Zalman Tiechtel, a rabbi who serves as director of the Chabad Center for Jewish Life at the University of Kansas in Lawrence, said while the pandemic curtailed one of the two vital aspects of Jewish prayer – the communal component – increased emphasis on the other, individual devotion, has been positive.
“When you’re forced to spend more time by yourself (in prayer),” said Tiechtel. “you become more reflective. You don’t do less. You do different.”
Tiechtel said his congregation once gathered three times daily – morning, afternoon and evening – for communal prayer, with 100 to 150 participants. Even though that schedule has resumed, attendance is lower because of concerns about continuing health risks. “It’s not the way it was,” he said.
But Tiechtel spoke enthusiastically about the effectiveness of prayer during the pandemic. “(Our prayers) are being answered with a light at the end of the tunnel, with an incredible blessing,” he said. “The blessing of a vaccine, the blessing of people recovering. Thanks be to God.”
In rural central Kansas, Arnetta Kimball offered a similar account.
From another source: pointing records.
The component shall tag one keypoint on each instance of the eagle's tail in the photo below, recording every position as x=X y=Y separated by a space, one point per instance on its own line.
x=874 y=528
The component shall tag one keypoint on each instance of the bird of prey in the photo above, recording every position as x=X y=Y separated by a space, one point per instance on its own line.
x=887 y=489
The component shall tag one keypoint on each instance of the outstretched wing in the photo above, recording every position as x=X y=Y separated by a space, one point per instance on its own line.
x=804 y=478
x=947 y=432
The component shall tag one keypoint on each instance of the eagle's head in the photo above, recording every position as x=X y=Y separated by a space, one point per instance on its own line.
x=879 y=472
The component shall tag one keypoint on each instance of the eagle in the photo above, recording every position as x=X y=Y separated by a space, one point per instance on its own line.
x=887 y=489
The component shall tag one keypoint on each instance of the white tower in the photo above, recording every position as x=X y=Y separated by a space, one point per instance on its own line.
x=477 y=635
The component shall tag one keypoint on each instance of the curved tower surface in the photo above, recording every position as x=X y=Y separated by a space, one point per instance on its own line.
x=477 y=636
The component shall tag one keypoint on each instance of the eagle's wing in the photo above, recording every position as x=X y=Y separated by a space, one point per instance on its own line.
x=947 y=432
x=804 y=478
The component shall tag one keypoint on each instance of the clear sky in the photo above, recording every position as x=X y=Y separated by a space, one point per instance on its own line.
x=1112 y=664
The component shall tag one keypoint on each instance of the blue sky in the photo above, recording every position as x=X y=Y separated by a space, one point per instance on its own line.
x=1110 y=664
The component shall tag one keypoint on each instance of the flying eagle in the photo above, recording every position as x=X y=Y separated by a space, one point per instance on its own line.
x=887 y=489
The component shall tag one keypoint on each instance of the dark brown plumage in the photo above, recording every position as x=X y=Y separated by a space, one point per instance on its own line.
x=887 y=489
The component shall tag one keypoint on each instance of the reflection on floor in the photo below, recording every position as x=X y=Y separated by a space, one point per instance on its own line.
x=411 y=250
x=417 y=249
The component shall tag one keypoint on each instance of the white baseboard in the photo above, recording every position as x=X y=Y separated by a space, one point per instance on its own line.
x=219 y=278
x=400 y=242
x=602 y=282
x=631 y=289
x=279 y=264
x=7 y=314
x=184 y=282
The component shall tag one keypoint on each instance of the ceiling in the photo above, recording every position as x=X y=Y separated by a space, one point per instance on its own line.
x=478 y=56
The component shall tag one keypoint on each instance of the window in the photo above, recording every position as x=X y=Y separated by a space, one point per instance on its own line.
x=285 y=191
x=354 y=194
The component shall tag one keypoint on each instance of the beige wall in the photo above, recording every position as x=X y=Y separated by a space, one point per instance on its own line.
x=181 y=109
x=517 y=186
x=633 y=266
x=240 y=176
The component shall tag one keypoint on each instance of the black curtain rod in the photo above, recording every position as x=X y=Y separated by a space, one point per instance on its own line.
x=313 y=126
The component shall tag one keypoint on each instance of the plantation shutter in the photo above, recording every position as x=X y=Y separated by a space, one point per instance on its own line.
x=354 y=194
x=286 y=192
A devout Methodist who lives in Halstead, Kimball said while she has dearly missed “that bigger, larger feeling” of prayer and worship with a congregation, she has found her individual devotions both fulfilling and effective.
As a semi-retired addictions counselor, Kimball said the “12 Steps of Alcoholics Anonymous” and other recovery guidelines have long played an integral part in her devotional practice.
Like Kelli, Michel and Tiechtel, Kimball is certain her pandemic prayers are being heard. “I’ve got to just put myself out there,” she said. “I have to be where God can find me. I hope to have a prayer life whether the pandemic continues or not.”